Skillv1.0.0

ClawScan security

Generate Product Mockup Photos · ClawHub's context-aware review of the artifact, metadata, and declared behavior.

Scanner verdict

SuspiciousApr 28, 2026, 2:25 PM

Verdict: suspicious
Confidence: medium
Model: gpt-5-mini
Summary: The skill's instructions are generally consistent with generating product mockup images, but several mismatches in metadata and references to external projects/sites make its origin and installation unclear — verify external links and the referenced repo before installing.
Guidance: This skill appears to do what it says (generate product mockups) but has provenance inconsistencies: SKILL.md and README point to external sites/repos (skillboss.co, a 'qiaomu' GitHub repo) that don't match the registry metadata. Before installing or running it: 1) verify the external homepage/repo URLs are legitimate and match the publisher you trust; 2) inspect the referenced GitHub repo if you plan to install manually to ensure it doesn't add code or installers you don't expect; 3) confirm which image_generation provider will be used and whether any API keys or data will be sent to third parties; and 4) avoid granting any credentials or running clone/install commands until you're satisfied with the source. These provenance issues keep my confidence from being high; if you can provide the upstream repo URL or a known homepage for the publisher, I can reassess.

Review Dimensions

Purpose & Capability: noteThe name, description, and SKILL.md all describe generating product mockups and reference an image_generation API — that aligns.
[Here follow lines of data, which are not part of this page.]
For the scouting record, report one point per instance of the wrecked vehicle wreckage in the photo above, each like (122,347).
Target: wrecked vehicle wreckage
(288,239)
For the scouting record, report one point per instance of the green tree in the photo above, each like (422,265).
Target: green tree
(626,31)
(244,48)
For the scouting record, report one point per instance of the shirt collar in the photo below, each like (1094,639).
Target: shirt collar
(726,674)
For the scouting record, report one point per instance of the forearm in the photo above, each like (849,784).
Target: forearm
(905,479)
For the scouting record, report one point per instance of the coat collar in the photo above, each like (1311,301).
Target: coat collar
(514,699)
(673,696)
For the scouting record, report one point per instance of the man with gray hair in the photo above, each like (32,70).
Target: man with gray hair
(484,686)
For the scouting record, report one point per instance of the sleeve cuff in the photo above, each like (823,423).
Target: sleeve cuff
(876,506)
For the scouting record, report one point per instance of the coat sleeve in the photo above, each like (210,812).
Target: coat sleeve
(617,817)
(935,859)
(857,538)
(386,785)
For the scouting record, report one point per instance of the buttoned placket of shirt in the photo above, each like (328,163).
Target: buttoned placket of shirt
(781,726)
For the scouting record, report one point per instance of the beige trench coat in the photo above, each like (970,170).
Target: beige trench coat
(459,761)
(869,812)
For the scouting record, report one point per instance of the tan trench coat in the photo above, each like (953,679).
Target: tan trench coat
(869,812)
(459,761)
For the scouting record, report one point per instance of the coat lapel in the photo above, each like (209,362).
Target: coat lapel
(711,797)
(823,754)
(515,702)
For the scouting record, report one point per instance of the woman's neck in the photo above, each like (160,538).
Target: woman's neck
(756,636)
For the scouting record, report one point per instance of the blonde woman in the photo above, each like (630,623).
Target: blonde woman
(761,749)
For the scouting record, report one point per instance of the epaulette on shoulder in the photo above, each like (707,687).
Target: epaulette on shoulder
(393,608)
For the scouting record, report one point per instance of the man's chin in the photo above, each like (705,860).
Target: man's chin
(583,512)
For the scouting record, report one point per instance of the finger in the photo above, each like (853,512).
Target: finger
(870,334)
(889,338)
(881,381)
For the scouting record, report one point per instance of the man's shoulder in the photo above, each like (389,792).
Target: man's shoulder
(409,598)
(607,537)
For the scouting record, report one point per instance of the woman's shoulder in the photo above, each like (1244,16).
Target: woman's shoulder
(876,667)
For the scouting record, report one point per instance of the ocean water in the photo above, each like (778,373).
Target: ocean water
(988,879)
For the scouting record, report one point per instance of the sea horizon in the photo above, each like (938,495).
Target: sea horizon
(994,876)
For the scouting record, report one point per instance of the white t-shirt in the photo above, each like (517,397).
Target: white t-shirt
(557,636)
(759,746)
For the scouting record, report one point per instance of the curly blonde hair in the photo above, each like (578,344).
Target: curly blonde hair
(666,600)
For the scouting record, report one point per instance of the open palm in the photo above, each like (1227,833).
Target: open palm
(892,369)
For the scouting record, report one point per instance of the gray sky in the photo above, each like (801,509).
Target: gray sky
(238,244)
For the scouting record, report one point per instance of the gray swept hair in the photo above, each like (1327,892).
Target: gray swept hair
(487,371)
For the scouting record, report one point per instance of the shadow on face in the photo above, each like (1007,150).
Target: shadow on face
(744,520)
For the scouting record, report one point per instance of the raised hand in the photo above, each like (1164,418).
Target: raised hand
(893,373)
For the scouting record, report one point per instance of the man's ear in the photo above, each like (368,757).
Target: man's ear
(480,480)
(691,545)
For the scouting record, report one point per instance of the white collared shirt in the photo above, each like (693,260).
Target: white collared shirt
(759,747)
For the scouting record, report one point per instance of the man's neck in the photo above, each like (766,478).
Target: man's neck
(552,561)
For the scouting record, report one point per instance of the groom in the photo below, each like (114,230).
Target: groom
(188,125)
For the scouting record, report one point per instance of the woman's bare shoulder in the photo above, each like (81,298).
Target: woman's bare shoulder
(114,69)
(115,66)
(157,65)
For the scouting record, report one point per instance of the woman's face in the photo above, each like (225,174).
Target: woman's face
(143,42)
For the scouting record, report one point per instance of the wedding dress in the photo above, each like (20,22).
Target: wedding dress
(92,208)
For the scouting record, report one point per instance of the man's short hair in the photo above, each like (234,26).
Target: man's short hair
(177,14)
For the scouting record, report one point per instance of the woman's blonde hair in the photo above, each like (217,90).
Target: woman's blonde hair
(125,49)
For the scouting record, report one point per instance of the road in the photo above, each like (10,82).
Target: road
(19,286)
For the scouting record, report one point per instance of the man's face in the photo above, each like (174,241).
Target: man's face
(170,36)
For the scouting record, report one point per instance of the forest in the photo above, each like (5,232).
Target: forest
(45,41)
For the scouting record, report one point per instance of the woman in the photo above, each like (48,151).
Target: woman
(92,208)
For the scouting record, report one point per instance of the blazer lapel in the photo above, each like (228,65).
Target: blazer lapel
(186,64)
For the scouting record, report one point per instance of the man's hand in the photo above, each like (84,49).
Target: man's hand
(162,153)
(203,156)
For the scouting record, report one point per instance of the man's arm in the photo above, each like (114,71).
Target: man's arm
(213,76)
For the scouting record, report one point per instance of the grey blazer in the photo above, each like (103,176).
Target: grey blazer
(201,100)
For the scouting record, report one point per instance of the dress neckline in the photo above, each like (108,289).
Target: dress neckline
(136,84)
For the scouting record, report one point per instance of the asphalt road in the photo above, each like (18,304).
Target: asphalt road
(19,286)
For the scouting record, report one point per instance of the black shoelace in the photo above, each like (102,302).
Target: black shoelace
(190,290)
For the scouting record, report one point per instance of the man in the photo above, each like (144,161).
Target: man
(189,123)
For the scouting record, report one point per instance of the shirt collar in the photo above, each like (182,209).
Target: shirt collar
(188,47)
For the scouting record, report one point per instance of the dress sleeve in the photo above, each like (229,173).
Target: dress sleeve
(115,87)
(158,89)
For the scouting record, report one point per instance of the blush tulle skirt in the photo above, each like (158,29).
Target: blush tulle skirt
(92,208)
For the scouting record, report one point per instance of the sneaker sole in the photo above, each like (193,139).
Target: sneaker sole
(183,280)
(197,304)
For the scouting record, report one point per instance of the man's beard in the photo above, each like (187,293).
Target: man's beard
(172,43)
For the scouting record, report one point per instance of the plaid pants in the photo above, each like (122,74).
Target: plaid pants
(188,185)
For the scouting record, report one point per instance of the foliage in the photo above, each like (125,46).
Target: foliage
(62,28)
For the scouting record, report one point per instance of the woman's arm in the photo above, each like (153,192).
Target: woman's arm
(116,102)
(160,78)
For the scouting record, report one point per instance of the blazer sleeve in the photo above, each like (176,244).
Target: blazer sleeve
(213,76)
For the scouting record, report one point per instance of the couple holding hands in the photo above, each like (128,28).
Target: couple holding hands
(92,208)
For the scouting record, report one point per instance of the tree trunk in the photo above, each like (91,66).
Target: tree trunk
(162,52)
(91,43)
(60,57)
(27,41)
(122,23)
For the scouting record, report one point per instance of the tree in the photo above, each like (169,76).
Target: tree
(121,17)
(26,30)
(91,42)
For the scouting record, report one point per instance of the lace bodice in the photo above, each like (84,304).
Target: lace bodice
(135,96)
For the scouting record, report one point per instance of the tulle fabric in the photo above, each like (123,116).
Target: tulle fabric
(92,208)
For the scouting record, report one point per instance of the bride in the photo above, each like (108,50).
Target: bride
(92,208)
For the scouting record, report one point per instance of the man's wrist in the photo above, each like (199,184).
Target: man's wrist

However, README installation instructions point to a different GitHub repo and the SKILL.md/homepage repeatedly link to skillboss.co while the package metadata lists 'source: unknown' and no homepage, which is an inconsistency.
Instruction Scope: okThe runtime instructions are high-level guidance for producing images and do not instruct the agent to read local files, access unrelated env vars, or exfiltrate data. They do mention using 'SkillBoss capabilities' without specifying what data would be sent to external services — this is vague but not explicitly malicious.
Install Mechanism: okThere is no install spec and no code files, so no code is written to disk by the skill itself. The README includes optional git clone or ClawHub install commands that reference a third-party GitHub repo (qiaomu...), which is a red flag for provenance/consistency but not an active install performed by the skill metadata.
Credentials: okThe skill declares no required environment variables, secrets, or config paths — appropriate for an instruction-only image-generation skill. The SKILL.md also does not reference any environment variables.
Persistence & Privilege: okThe skill does not request 'always' presence and uses default model invocation settings. Nothing in the package attempts to change other skills or system-wide settings.